The Voids Action Plan was discussed during the Community and Housing Overview and Scrutiny Committee meeting held on Wednesday, March 8.

Empty properties or 'voids' happen when a tenant leaves one of the council's owned housing units.

That then creates an opportunity for the council to review, modernise and re-occupy these properties. 

This has a number of cross cutting service links through Housing Management, from the refurbishment of the void to prepare it for reoccupation and the re-letting of the property to those on the General Housing Register.

But, the pandemic, Brexit and the war in Ukraine have created a number of challenges for the council's Housing Service over the past two years in particular.

All of this has impacted on the progress of refurbishment works within empty properties throughout the county.

Challenges faced by the council included the availability of skilled resources, raw materials and linked price increases, all of which impacts negatively on void delivery and turnaround times.

The reasons behind the current void backlog, the challenges both pre and post-COVID that restricted the council operations, were captured in the previous report on voids presented to Scrutiny in late 2022, alongside planned activity to improve performance.

The Housing and Assets Service housing stock consists of around 7,300 properties.

The service refurbishes an average 550 empty properties annually, with works varying from minor to major general maintenance and repair works.

The average age of the council's housing stock is considered to be some of the oldest in the United Kingdom and they are also considerably older than many nearby Local Housing Associations' housing stock.

As a result, there are many challenges and obstacles that arise when completing refurbishment and capital investment works to these older properties.

The target timescales for the refurbishment of a property classified as a minor void is 20 working days and that figure is 45 working days for a major void.

Approximately 70% of current void properties are completed within the target period. Average costs for refurbishment of void properties range from £1,500 for a minor void to an average of £9,000 for a major void property. 

The previous contract arrangement meant the council only had access to one contractor. But, the re-tendering exercise will 'increase resilience', whilst ensuring newly procured contractors are held accountable to performance targets.

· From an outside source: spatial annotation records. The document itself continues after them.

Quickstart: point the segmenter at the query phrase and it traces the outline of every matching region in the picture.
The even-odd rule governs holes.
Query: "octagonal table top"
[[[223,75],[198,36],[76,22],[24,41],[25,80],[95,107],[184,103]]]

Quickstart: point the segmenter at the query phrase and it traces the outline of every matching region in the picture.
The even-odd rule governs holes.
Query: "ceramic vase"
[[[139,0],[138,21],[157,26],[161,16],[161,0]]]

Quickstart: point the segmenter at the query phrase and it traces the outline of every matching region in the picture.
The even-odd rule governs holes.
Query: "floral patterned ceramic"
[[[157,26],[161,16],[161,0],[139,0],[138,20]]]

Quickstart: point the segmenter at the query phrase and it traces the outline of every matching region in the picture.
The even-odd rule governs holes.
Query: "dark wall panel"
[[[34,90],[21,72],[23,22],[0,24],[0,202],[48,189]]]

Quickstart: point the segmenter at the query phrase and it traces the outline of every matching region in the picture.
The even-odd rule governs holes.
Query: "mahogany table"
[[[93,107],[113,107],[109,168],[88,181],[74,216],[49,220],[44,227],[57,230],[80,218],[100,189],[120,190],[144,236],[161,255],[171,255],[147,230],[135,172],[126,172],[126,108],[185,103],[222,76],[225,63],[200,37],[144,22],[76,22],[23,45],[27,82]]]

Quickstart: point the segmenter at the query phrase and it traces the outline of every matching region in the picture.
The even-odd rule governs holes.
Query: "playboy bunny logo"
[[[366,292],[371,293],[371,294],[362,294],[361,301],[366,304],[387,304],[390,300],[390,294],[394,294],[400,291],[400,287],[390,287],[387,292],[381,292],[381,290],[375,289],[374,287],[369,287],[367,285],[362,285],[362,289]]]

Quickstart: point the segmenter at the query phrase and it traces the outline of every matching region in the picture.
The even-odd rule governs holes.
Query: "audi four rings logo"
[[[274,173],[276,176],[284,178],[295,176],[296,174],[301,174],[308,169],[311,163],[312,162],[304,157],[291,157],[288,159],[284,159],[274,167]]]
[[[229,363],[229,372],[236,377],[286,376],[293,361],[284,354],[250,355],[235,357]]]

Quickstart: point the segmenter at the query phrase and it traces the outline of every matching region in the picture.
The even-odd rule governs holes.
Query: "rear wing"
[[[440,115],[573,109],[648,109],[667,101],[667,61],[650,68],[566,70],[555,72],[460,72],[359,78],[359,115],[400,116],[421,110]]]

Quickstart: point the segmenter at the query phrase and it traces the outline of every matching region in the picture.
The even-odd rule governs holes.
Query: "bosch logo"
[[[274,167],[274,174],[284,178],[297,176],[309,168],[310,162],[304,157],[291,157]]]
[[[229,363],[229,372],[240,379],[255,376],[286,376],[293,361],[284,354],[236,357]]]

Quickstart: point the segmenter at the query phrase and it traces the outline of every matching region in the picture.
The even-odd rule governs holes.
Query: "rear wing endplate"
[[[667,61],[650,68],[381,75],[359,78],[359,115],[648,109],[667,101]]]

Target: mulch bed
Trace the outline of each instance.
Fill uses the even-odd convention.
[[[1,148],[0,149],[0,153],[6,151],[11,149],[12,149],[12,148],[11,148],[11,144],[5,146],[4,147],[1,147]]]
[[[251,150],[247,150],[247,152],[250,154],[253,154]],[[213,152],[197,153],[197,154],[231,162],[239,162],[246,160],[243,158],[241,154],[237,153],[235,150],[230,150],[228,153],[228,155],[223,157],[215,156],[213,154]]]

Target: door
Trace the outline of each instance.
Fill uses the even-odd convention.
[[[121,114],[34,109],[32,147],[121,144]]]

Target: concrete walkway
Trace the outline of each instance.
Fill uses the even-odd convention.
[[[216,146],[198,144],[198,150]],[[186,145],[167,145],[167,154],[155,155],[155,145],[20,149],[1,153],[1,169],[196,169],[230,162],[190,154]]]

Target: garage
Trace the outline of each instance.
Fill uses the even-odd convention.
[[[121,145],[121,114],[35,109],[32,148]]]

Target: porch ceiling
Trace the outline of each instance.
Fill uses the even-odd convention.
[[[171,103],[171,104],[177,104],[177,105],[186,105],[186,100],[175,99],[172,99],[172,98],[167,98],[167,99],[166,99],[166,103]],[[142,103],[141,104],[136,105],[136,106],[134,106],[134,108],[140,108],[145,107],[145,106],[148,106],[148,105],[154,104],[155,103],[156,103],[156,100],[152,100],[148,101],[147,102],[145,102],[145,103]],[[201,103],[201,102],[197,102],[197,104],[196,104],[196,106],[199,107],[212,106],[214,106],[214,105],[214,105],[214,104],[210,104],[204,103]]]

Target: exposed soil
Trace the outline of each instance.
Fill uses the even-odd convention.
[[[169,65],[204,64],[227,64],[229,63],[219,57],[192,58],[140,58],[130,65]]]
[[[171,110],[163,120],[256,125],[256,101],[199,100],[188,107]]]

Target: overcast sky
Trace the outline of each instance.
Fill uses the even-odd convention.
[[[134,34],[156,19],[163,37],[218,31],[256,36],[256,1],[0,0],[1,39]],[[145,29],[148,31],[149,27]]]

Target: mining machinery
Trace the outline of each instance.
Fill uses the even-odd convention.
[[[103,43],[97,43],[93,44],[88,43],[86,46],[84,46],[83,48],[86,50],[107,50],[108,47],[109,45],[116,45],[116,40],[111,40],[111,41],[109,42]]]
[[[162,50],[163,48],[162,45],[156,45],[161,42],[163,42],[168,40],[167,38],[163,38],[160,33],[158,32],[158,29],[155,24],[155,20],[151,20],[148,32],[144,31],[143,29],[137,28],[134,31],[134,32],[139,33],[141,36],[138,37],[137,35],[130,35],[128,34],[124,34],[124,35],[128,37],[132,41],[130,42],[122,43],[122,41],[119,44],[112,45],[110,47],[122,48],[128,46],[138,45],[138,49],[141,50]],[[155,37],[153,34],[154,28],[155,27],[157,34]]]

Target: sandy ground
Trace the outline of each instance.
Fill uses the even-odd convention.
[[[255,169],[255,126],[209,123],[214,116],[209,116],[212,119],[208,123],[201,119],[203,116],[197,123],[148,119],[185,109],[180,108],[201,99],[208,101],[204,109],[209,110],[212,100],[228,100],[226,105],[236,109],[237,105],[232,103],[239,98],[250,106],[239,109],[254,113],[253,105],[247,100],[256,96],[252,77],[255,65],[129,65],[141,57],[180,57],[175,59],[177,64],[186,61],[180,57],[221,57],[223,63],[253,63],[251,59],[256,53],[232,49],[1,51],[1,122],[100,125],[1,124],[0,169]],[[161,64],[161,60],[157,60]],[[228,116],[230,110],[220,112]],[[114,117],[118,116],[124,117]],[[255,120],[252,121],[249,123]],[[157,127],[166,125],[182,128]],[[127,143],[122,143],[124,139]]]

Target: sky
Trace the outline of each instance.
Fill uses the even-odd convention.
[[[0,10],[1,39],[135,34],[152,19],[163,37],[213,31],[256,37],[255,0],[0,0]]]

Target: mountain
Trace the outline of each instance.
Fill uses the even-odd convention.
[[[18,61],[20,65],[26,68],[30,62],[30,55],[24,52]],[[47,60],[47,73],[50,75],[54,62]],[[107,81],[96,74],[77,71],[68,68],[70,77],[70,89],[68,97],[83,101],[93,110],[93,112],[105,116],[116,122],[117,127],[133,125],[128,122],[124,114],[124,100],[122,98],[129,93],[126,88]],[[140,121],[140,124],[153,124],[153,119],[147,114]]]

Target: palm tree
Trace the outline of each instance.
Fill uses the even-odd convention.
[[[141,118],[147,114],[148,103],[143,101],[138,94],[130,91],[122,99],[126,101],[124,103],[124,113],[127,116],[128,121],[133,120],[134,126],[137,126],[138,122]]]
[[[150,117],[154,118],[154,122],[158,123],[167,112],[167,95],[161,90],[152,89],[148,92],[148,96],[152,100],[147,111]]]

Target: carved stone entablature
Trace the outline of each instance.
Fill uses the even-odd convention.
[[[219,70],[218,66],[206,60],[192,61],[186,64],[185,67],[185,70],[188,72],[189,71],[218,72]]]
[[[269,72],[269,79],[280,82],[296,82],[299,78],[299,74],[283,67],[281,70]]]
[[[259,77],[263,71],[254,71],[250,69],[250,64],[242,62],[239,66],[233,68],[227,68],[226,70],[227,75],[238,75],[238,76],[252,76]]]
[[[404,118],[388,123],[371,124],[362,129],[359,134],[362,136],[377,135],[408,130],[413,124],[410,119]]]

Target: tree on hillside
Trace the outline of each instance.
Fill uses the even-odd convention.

During the meeting this week, Housing Services manager Sean O'Donnell said the main target now was to 'address the backlog in voids and increase resilience' in terms of contractors.


Questions were raised over whether or not more regular inspections needed to be carried out in order to ensure that any damage done by tenants was kept to a minimum.

Committee chair Cllr Helen Brown said: "We need to protect the investment we put in. Most people look after their properties but there's an element of those that don't and these are the ones that will cost us thousands of pounds."

Sean O'Donnell replied by saying: "This is something that we really want to work hard on over the next few months. Any properties where tenants refuse access needs to be reported to housing management."

Councillors voted unanimously in favour of the recommendations put forward to address the challenges identified within the Voids Action Plan.